Richards gave the annual Chief of the Defense Staff lecture Wednesday at the central London thinktank, the Royal United Services Institute (RUSI).

"As we find it harder to maintain large armies, or politics make it more difficult to employ them in isolation from others, partnering will become more vital," he said.

"We will increasingly operate alongside more culturally acceptable forces," Richards said, citing as an example Britain's military intervention in Libya alongside its principal ally France and supported by the United States.

"The Libyan people, operating on the ground, made the decisive changes to the future of their country," he said.

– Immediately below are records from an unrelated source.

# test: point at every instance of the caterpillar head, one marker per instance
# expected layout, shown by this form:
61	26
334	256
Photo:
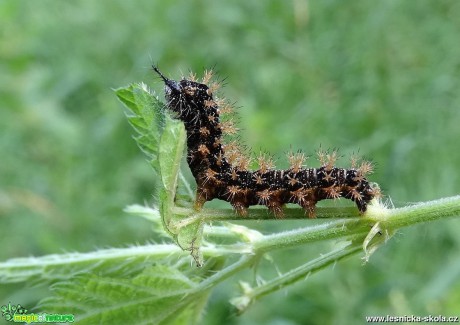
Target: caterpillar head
185	97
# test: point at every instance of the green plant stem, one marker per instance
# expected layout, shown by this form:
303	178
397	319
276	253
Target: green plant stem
423	212
302	271
209	215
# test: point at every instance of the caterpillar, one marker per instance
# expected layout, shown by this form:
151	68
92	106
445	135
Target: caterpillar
222	172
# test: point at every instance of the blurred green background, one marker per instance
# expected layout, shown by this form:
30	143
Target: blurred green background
381	77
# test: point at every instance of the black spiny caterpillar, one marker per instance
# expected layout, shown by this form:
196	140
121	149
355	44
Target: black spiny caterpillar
222	172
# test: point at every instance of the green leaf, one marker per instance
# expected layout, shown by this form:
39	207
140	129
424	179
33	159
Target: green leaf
162	139
146	114
159	295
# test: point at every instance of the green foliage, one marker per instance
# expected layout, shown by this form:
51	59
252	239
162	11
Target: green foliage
378	77
143	285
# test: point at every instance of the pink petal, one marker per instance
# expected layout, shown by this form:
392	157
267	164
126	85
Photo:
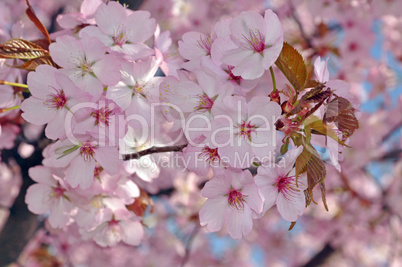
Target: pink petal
254	198
212	213
108	70
35	112
56	128
246	21
93	48
189	47
216	187
60	213
42	174
291	209
274	31
238	223
110	17
109	159
59	48
92	31
38	198
250	68
41	81
80	173
141	26
132	232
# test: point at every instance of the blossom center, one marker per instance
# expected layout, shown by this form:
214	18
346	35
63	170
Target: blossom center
206	43
139	90
236	199
233	77
210	154
87	151
102	116
56	100
120	39
287	187
57	192
204	103
255	41
246	129
86	67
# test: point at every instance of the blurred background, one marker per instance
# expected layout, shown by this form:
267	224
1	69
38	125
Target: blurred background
363	41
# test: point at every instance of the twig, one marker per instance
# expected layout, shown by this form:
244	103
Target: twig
154	150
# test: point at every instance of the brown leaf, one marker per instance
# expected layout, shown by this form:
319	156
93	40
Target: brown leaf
32	16
310	162
292	65
141	203
31	65
21	49
311	83
319	127
341	111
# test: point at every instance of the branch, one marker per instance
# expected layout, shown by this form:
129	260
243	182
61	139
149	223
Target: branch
153	150
321	257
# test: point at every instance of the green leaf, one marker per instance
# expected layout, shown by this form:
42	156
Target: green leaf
292	65
68	151
310	162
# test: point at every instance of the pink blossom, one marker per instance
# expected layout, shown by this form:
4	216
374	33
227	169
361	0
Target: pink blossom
122	30
80	160
120	225
53	94
136	91
233	200
259	42
196	46
49	194
279	186
242	131
87	63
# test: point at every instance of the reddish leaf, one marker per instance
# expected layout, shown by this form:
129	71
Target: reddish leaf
141	204
32	16
340	111
310	162
31	65
292	65
21	49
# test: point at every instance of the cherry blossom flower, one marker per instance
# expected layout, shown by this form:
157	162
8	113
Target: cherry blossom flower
259	42
120	225
87	63
123	30
80	160
136	91
233	200
53	94
280	186
50	194
242	131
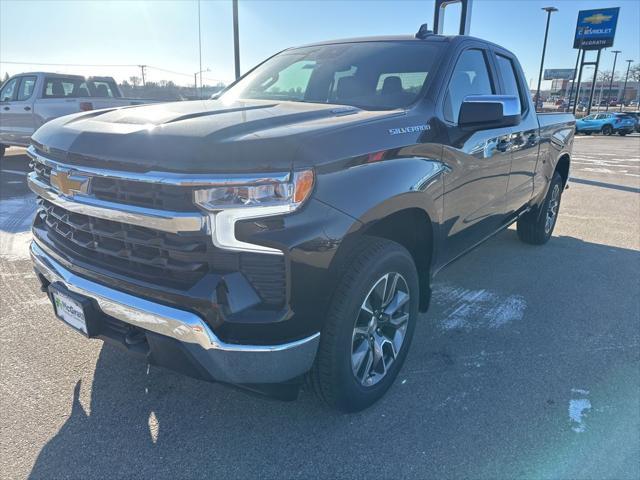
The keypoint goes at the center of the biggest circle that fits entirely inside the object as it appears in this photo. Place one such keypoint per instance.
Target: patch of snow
(578, 410)
(15, 246)
(467, 309)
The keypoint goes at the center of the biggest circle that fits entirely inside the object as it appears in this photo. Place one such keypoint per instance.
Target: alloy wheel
(380, 329)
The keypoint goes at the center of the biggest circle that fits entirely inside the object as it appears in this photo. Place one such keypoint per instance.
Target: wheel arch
(411, 227)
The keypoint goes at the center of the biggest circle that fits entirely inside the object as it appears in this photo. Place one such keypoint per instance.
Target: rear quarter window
(61, 87)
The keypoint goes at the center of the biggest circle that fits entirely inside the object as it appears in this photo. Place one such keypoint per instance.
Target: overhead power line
(142, 67)
(66, 64)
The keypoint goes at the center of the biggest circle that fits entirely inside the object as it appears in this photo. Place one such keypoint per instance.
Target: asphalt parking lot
(526, 366)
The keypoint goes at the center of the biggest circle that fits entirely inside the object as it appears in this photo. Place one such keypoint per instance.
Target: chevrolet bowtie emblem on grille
(69, 183)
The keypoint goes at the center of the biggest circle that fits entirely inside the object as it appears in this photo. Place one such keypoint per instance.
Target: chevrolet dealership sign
(596, 29)
(559, 74)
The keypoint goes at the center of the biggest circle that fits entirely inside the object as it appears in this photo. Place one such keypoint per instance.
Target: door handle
(503, 145)
(533, 140)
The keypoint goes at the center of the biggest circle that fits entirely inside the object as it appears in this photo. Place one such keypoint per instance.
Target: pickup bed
(291, 228)
(29, 100)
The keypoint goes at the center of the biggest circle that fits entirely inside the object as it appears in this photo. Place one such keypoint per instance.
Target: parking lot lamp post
(613, 74)
(549, 11)
(626, 77)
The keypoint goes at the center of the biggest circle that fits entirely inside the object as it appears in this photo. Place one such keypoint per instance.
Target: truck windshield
(368, 75)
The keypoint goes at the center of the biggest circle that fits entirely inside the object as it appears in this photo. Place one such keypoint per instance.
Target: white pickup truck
(29, 100)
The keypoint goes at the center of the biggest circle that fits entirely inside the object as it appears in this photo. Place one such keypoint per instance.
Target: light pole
(195, 81)
(624, 89)
(549, 11)
(236, 38)
(613, 74)
(199, 48)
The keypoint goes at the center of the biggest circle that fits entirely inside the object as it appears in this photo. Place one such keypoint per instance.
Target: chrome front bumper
(225, 362)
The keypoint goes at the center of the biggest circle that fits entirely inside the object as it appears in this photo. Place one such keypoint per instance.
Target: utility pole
(549, 11)
(596, 64)
(236, 38)
(142, 67)
(613, 74)
(573, 83)
(624, 89)
(200, 48)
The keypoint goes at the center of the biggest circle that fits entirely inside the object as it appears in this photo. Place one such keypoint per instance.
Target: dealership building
(561, 88)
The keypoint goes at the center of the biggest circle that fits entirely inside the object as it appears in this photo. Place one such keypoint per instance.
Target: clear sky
(165, 33)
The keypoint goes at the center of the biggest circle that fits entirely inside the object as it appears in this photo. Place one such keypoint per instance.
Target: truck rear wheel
(536, 226)
(370, 324)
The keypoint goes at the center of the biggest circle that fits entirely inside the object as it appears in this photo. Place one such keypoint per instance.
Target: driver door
(480, 161)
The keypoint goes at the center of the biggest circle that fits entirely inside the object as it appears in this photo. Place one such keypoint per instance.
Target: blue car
(606, 123)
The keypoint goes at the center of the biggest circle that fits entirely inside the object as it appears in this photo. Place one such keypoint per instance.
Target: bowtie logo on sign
(596, 29)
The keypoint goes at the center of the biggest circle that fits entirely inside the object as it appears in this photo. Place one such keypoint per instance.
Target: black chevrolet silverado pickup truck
(291, 228)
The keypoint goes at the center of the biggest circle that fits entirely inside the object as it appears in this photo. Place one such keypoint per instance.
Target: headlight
(287, 195)
(228, 204)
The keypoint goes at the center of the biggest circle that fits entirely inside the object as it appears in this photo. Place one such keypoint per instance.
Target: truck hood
(200, 136)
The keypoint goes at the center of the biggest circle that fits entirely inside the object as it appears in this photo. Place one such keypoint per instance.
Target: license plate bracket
(75, 310)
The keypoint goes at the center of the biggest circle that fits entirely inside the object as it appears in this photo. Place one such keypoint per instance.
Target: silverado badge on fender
(415, 128)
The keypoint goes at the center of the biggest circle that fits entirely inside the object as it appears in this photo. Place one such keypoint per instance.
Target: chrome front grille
(173, 260)
(150, 195)
(174, 251)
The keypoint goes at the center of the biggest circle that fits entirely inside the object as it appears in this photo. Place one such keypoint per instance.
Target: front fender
(371, 191)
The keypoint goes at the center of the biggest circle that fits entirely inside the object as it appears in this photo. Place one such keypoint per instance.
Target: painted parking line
(14, 172)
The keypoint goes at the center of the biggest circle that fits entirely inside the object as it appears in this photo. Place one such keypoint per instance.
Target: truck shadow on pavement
(475, 398)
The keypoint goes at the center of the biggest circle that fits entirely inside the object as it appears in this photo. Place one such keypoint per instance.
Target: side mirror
(482, 112)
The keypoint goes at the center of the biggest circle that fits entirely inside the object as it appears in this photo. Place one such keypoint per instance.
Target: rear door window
(509, 78)
(8, 91)
(27, 86)
(470, 77)
(61, 87)
(102, 89)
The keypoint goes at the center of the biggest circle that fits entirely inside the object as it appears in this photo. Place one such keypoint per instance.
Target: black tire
(332, 377)
(532, 226)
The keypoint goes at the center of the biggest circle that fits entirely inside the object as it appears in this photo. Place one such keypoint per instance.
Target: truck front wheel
(370, 324)
(536, 226)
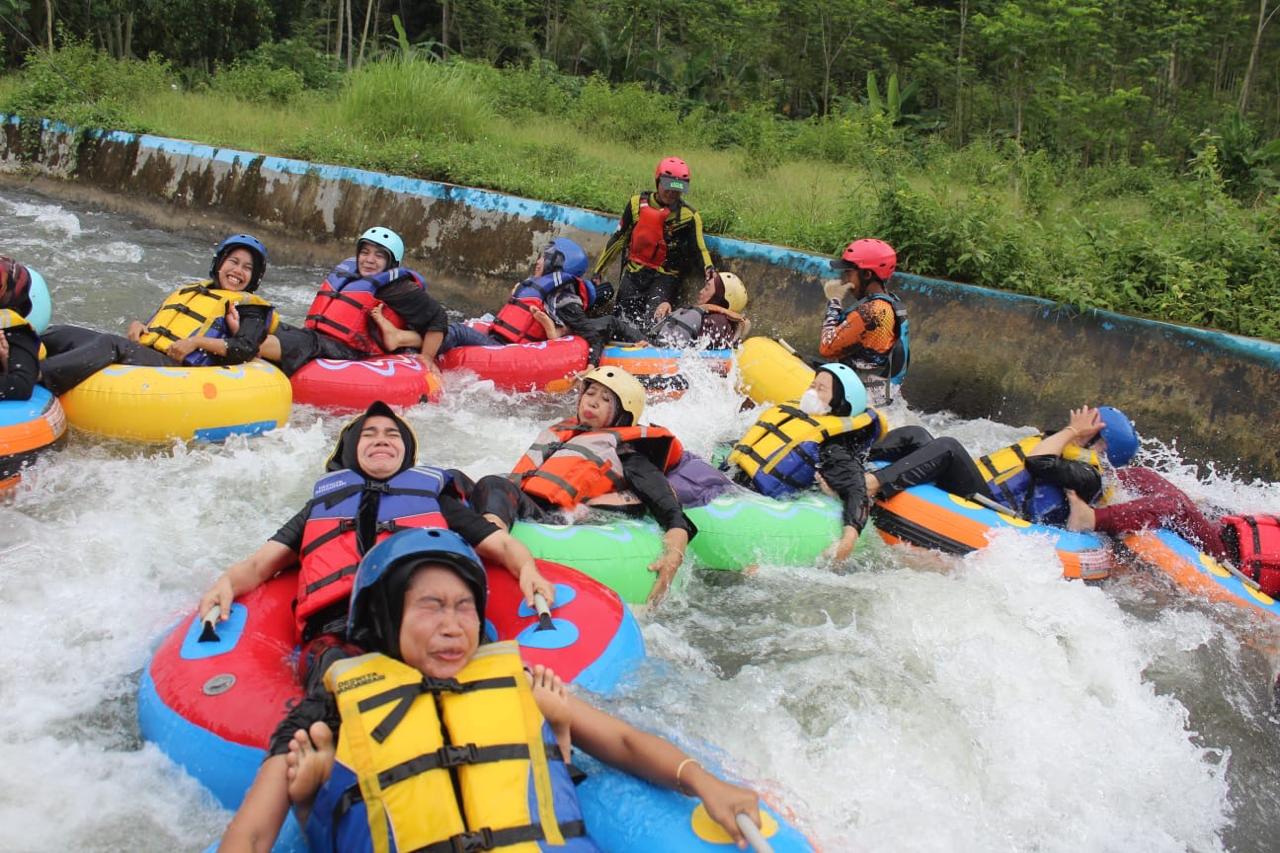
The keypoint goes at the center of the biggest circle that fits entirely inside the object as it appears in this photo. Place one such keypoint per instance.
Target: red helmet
(675, 170)
(873, 255)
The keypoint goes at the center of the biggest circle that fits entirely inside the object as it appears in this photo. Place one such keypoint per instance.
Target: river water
(909, 702)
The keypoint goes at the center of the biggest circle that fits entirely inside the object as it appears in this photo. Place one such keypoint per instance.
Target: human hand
(179, 350)
(1086, 423)
(835, 288)
(222, 594)
(531, 582)
(725, 802)
(842, 548)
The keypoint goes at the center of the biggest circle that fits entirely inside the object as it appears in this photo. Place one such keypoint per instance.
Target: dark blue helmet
(562, 255)
(242, 241)
(378, 594)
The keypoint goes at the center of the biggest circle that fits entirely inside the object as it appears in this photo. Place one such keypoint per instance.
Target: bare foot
(309, 763)
(552, 699)
(1079, 515)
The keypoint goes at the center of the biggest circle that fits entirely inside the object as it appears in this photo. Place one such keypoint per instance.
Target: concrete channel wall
(976, 351)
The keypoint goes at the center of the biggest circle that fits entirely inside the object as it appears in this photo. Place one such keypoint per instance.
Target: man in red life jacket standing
(659, 238)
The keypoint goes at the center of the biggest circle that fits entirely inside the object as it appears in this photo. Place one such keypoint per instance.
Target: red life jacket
(330, 550)
(571, 464)
(1253, 542)
(648, 245)
(341, 308)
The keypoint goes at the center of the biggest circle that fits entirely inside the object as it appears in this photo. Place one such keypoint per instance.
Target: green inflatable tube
(745, 529)
(617, 553)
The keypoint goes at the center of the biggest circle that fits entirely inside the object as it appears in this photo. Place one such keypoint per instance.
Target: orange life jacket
(572, 464)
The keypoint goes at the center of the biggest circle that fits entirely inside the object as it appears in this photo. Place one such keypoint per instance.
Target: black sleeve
(311, 708)
(466, 521)
(1080, 478)
(19, 381)
(291, 534)
(654, 491)
(840, 461)
(420, 310)
(255, 320)
(597, 331)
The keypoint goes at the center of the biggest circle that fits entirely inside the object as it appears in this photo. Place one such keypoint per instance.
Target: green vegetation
(1191, 237)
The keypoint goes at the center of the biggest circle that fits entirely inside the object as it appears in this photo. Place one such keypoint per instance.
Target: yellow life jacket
(10, 319)
(780, 451)
(1008, 478)
(440, 763)
(193, 310)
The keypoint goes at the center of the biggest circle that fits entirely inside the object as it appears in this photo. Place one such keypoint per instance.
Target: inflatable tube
(741, 529)
(1197, 571)
(26, 428)
(927, 516)
(658, 368)
(398, 381)
(41, 304)
(544, 365)
(213, 706)
(771, 373)
(629, 815)
(159, 404)
(617, 553)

He said armed forces from Western and Arab countries provided sea and air assistance, but the Libyan National Transitional Council forces were  "the land element."

"An 'army' was still vital. And this was provided by our Arab partners both from Libya and the Gulf," Richards said.

"Alliances will be increasingly important, and as the world evolves, new groupings will emerge," he said.

He said the most obvious indication of this for Britain is the Anglo-French alliance, which is "much more than the Entente Cordiale (the Anglo-French alliance which fought Germany in World War I) of a century ago -- it is a vehicle for joint action." Moreover, Britain would be seeking "other carefully chosen alliances over the coming decade," he said.

Collaboration with nations in the Gulf, an area of significant strategic importance to Britain because of its energy resources, and in Africa have been rewarding, Richards said.

"Perhaps we should be focusing our defense relationships on these regions rather than competing for influence, with many others, in China or India," Richards said.

The British military is struggling with two handicaps, both of them related to money. The first is the budget cut imposed by Prime Minister David Cameron's coalition government as part of its principal task to slash spending across all parts of the government to tackle the near-record public spending deficit, which this year is set to stand at 127 billion pounds (about $195 billion).

While some government departments have to implement cuts of 20 percent or more over four years, military spending is set to fall by 8 percent.

The second handicap is a military spending program that the government said has committed itself to spending 38 billion pounds (about $58 billion) over the next 10 years which it does not have in its budget.

Dealing with both these handicaps is a military problem, Richards admitted.

"The country's main effort must be the economy. No country can defend itself if bankrupt," he said, adding that he is "working hard to control spending."

Currently, Britain's main military effort is maintaining a force of 10,000 troops to fight the war in Afghanistan.

Prime Minister Cameron has ordered all combat troops out of Afghanistan by the end of 2014, with only several hundreds of soldiers left as trainers.

Richards said that his "key role over the next three years is to ensure that British forces leave in good order, enabling the decisive elements of an enduring campaign, those based on effective Afghan National Security Force, governance and development, to continue over the coming decades."

This is not "a change of strategy" but a "change in ownership" as it transitions to Afghan leadership, he said, adding that the Afghan security forces would soon reach 352,000 and that half of all military missions were carried out by Afghan forces.

The head of the armed forces said the US-initiated surge in troops in Afghanistan has worked, and that over the past three months, the number of complex attacks by the Taliban has fallen by over 40 percent, indicating their failing strength.